Tag Archives: unreliable narrator

The Name of the Wind

186074Last year, I read an author’s first book about which I had only the best to say. I like this kind of thing, because I get to know about a good author early in the career, and I can keep up over the progression and have thoughtful, chin-stroking opinions and pass on the news to other people to repay all the times that people have done this for me. The thing is, though, it really doesn’t happen very often. So you can imagine my surprise when I’ve got another one, a mere year and a half later.

The Name of the Wind tells the first third of a story that borrows liberally from the tone of Scott Lynch’s books, the voice of Steven Brust’s Vlad Taltos, and the plot, among many others, of Harry Potter. How many of these are actual influences I cannot guess, of course, but there’s no question that whether influence or simple similarity, Patrick Rothfuss has created a character and a story that both are very much all his own. His world is a fairly standard fantasy landscape in trouble: the roads aren’t safe, war and the rumor of war are on everyone’s mind and tongue, and demons stalk the landscape. But stories and legends abound, very old and recent alike.

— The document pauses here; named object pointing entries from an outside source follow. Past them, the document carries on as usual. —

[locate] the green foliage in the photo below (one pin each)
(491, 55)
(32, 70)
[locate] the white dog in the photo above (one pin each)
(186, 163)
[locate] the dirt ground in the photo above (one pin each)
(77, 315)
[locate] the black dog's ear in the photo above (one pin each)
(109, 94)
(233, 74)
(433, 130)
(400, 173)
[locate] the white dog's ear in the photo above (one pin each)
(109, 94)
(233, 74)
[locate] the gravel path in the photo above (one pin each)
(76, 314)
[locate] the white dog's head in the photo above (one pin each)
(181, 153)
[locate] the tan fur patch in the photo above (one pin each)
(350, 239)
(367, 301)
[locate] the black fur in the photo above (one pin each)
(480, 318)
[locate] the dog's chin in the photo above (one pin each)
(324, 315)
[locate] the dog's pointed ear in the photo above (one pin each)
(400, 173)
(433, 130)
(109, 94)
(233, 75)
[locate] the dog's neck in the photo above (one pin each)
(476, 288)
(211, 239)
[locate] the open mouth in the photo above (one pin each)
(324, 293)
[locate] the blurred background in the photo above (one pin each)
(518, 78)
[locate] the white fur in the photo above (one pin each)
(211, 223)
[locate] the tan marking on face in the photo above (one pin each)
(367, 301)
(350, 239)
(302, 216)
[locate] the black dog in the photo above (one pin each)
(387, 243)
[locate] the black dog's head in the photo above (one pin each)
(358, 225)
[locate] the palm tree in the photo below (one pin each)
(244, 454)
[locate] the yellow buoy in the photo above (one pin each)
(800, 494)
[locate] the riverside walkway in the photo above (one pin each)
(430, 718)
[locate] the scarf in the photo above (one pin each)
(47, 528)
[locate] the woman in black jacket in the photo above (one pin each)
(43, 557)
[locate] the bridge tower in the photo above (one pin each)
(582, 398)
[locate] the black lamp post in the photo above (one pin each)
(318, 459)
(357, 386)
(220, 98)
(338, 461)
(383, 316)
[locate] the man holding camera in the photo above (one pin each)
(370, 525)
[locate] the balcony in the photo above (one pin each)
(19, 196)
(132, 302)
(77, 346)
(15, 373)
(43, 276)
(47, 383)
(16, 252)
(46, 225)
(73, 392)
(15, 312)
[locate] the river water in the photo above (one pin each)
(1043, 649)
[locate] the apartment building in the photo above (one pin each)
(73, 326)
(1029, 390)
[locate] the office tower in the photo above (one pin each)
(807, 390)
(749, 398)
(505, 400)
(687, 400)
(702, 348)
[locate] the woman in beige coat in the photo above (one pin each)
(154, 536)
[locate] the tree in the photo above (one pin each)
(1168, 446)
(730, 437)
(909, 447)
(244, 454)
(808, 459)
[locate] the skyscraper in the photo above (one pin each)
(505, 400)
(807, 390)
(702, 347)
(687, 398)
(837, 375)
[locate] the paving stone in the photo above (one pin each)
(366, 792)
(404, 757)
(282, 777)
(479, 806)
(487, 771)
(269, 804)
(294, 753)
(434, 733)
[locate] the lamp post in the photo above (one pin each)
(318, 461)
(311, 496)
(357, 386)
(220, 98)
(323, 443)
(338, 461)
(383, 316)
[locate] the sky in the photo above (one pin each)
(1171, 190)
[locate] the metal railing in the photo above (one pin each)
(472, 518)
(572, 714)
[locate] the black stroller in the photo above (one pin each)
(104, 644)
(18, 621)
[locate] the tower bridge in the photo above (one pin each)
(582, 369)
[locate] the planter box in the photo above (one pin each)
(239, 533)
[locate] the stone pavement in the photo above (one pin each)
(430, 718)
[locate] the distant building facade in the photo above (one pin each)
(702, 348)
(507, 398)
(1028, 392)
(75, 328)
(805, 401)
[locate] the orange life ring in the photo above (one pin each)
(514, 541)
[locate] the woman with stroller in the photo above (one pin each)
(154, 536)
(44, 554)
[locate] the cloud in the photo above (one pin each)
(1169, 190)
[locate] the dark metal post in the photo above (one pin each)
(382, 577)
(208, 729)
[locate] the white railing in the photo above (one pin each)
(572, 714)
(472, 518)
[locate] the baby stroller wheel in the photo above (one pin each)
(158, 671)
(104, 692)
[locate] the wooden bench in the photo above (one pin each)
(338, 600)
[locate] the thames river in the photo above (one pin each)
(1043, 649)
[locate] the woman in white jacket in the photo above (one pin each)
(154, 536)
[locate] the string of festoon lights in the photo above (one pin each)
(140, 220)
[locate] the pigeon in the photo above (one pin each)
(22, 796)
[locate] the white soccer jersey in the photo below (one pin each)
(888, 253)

A chronicler of such stories is following rumors of one Kvothe[1] the Bloodless, Kvothe Kingkiller. He finds trouble on the road and yes, demons, but he also seems to have found what he is looking for in the guise of a small-town innkeeper. And to even his own surprise, Kvothe agrees to have his story told, if it be told exactly as he tells it, with neither embellishments nor redactions. Of course, who but Kvothe himself is to say how true the story really is, but as it involves magic, demons, dragons, and still more stories of the world underlying his own tale, it makes for a worthy read.

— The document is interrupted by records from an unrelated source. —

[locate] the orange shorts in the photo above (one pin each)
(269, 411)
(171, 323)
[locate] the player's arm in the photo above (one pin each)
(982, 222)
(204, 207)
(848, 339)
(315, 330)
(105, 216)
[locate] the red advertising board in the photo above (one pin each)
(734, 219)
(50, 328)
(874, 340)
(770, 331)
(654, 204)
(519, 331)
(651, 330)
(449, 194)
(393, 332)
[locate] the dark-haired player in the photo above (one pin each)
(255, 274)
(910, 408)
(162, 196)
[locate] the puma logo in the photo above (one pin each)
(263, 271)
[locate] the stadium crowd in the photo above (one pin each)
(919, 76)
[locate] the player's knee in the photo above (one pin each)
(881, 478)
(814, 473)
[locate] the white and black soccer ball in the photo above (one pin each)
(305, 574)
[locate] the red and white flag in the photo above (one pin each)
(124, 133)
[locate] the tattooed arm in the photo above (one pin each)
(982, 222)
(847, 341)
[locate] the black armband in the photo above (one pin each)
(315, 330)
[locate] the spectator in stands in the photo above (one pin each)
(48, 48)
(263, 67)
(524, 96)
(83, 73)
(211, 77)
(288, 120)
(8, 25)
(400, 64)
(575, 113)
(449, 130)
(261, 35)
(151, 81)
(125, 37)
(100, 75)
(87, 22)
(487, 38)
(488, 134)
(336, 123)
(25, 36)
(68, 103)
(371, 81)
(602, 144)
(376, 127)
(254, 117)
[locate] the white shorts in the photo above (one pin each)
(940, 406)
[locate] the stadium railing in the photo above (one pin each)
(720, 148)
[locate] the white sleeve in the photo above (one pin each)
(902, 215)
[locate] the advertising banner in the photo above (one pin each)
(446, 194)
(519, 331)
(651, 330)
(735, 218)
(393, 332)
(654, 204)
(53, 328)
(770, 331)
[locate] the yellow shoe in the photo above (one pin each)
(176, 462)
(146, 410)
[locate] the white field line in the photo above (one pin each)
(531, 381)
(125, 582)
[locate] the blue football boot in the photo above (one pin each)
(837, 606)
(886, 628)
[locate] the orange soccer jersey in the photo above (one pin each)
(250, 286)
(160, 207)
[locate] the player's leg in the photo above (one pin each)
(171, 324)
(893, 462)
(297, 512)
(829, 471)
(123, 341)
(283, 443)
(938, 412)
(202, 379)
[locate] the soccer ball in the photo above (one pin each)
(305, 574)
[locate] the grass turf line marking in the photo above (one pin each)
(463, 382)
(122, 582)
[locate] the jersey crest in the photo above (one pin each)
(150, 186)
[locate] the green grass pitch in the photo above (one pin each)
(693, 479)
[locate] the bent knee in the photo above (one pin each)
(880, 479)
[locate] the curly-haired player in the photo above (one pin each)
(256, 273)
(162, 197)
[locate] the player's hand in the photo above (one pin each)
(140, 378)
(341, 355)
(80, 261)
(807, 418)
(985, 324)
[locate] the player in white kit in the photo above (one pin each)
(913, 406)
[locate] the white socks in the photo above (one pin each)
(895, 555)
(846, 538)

Well, okay, lots of terribly unworthy reads have those things too, but Rothfuss’ premiere work has, as I’ve already implied, an excellent voice telling it. This is the rare work in which the prose and plot are of equally high measure. It also has an entertaining mythology, an engagable and interesting take on magic, and, regardless of Kvothe’s veracity, a great deal of truth to it. The best of the book, though, is Kvothe himself. Unreliable narration has been a pretty sure guarantor of my enjoyment of a book for some time now, but The Name of the Wind is all the more interesting for alternating between Kvothe’s tale and the room in which he tells it, where we can see him through eyes other than his own. He contains in him the heroism he claims, the boundless sense of duty he may not even wholly be aware of, and unplumbed depths of bitter anger that appear whenever the world does not really conform to his liking. Despite how pleasantly entertaining he comes off in the story, an event during its telling that lasted for a mere page told me far more about him than anything he actually said. And this is exactly the kind of thing I love to read about. I suspect it may have to do with my hobbyist interest in psychology? In any event, my only warning and the only complaint I have about the book at all is my lack of clue about when the first sequel will be published.

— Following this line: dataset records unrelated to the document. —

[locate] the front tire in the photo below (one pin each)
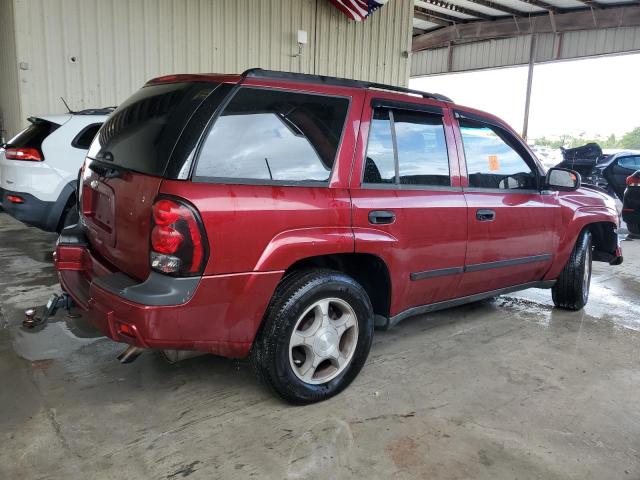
(316, 336)
(571, 290)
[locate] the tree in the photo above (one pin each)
(631, 139)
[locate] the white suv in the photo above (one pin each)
(39, 167)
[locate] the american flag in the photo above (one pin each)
(358, 10)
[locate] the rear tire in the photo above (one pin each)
(316, 336)
(571, 290)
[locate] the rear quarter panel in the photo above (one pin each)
(578, 209)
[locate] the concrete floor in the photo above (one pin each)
(502, 389)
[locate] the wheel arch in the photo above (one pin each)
(369, 270)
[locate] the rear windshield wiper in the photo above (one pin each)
(105, 171)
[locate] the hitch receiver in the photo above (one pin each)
(54, 303)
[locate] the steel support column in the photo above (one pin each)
(532, 58)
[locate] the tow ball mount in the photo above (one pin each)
(55, 302)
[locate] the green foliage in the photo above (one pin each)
(630, 140)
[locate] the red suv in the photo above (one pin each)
(282, 216)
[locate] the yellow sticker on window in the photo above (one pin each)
(494, 164)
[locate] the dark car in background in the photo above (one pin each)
(631, 203)
(608, 172)
(614, 170)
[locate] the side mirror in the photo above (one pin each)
(562, 179)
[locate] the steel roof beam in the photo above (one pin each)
(457, 8)
(501, 8)
(587, 19)
(541, 4)
(441, 16)
(429, 18)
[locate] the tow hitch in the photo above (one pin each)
(55, 302)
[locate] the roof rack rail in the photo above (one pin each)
(95, 111)
(342, 82)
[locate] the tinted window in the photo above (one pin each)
(491, 161)
(141, 134)
(422, 148)
(84, 138)
(34, 134)
(380, 164)
(269, 135)
(631, 163)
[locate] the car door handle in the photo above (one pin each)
(485, 215)
(381, 217)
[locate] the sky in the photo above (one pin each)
(596, 96)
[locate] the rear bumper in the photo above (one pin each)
(221, 314)
(36, 212)
(631, 217)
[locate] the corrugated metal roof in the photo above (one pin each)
(515, 50)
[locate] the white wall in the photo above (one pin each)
(119, 44)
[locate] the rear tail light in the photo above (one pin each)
(178, 241)
(634, 180)
(15, 199)
(28, 154)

[1] “Pronounced very nearly the same as Quothe”

Dearly Devoted Dexter

51UeGHq5w4LMan. I am way too far behind right now. It is not pretty. But, so anyway, I read Dearly Devoted Dexter, the second book in the inspired-a-Showtime-series. I’m continuing to enjoy it all out of proportion to how much I think I should, though I believe this one was helped a lot by the series’ plotline divergences after the first book/season. Plotwise, Dexter and his sister and his nemesis Sergeant Doakes team up to face a killer who physically removes just about everything from his victims, while still keeping them alive and in perfect physical health. It’s… kinda creepy! (Well, technically, all of Miami homicide and CSI and whatnot are in on the team-up, but realistically, I mentioned the important people.)

I don’t know if he was written a little differently in the first book, or if I was so busy following along from plot point to familiar plot point that I missed it, but the Dexter in this book is hilarious. Yeah, he’s pretty good at stalking and killing bad people who probably deserve it.[1] And he’s good at realizing that he doesn’t comprehend people and their emotions, though I can’t make up my mind if that’s a character deficit or a choice, despite his claims. But he also constantly lauds his brilliance and ability to blend in among the normal people around him, even though the constant evidence of his descriptions belies it. He makes good deductive leaps, of course.[2] But he also falls into traps I saw coming miles away, apparently because of his not-acknowledgedly-pompous belief in himself. And for someone who does everything exactly right to keep from being picked out as odd by people around him, there are a lot of people who seem to recognize that something is off key, a fact he also rarely accepts. It is on the whole an entirely amusing confluence of unintentionally unreliable narrator, Scoobies mayhem, and disconcerting serial killer mentality.

That last bit is what I a) anticipate enjoying the most in future books and b) feel the most guilty about. Because, apparently, his girlfriend’s children are poised to turn into Dexter: the Next Generation, and of course he is delighted to teach them what to do and not to do, just as his foster father taught him. Instead of being all squicked out by sociopathic pre-teens, I really want to see where it goes. So, um, oops?

[1] If you don’t buy this central conceit of the book, then you are really guaranteed to hate it, and should not read.
[2] It is a mystery novel, after all!